Volha Khilko

Personal information
- Full name: Volha Viktarauna Khilko
- Nationality: Belarus
- Born: 24 March 1979 (age 47) Babruysk, Byelorussian SSR, Soviet Union
- Height: 1.61 m (5 ft 3+1⁄2 in)
- Weight: 63 kg (139 lb)

Sport
- Sport: Wrestling
- Event: Freestyle
- Club: RT FV Babruysk
- Coached by: Artur Zaitsau

Medal record
Women's freestyle wrestling
Representing Belarus
World Championships
| Bronze medal – third place | 2005 Budapest | 63 kg |
European Championships
| Silver medal – second place | 2005 Varna | 63 kg |

= Volha Khilko =

Belarusian freestyle wrestler

Volha Viktarauna Khilko (Вольга Віктараўна Хілько; Łacinka: Volha Viktaraŭna Chilko; born March 24, 1979, in Babruysk) is an amateur Belarusian wrestler, who competed in the women's middleweight category.
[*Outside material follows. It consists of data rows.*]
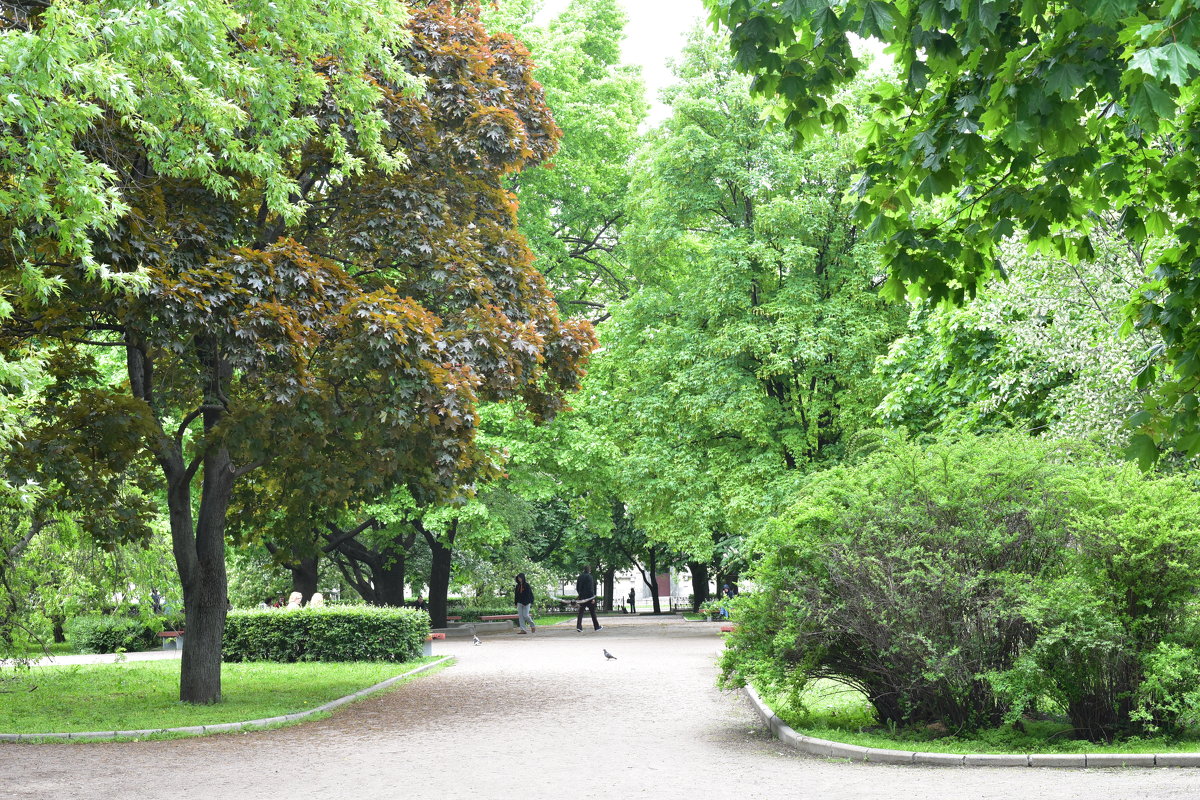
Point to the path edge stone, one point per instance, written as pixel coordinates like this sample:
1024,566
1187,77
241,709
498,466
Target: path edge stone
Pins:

She is the 2005 World bronze medalist and European silver medalist.

== Career ==
Khilko won the bronze medal at the 2005 World Wrestling Championships in Budapest, Hungary, in addition to her silver at the European Championships in Varna, Bulgaria.

Khilko made her official debut at the 2004 Summer Olympics, where she placed second in the preliminary pool of the women's 63 kg class, against France's Lise Legrand and Tajikistan's Natalia Ivanova. Khilko, however, lost to Canada's Viola Yanik in the fifth place match, with a technical score of 2–5.

At the 2008 Summer Olympics in Beijing, Khilko lost the second preliminary match of the 63 kg class to Poland's Monika Michalik by a technical fall, finishing in 13th place.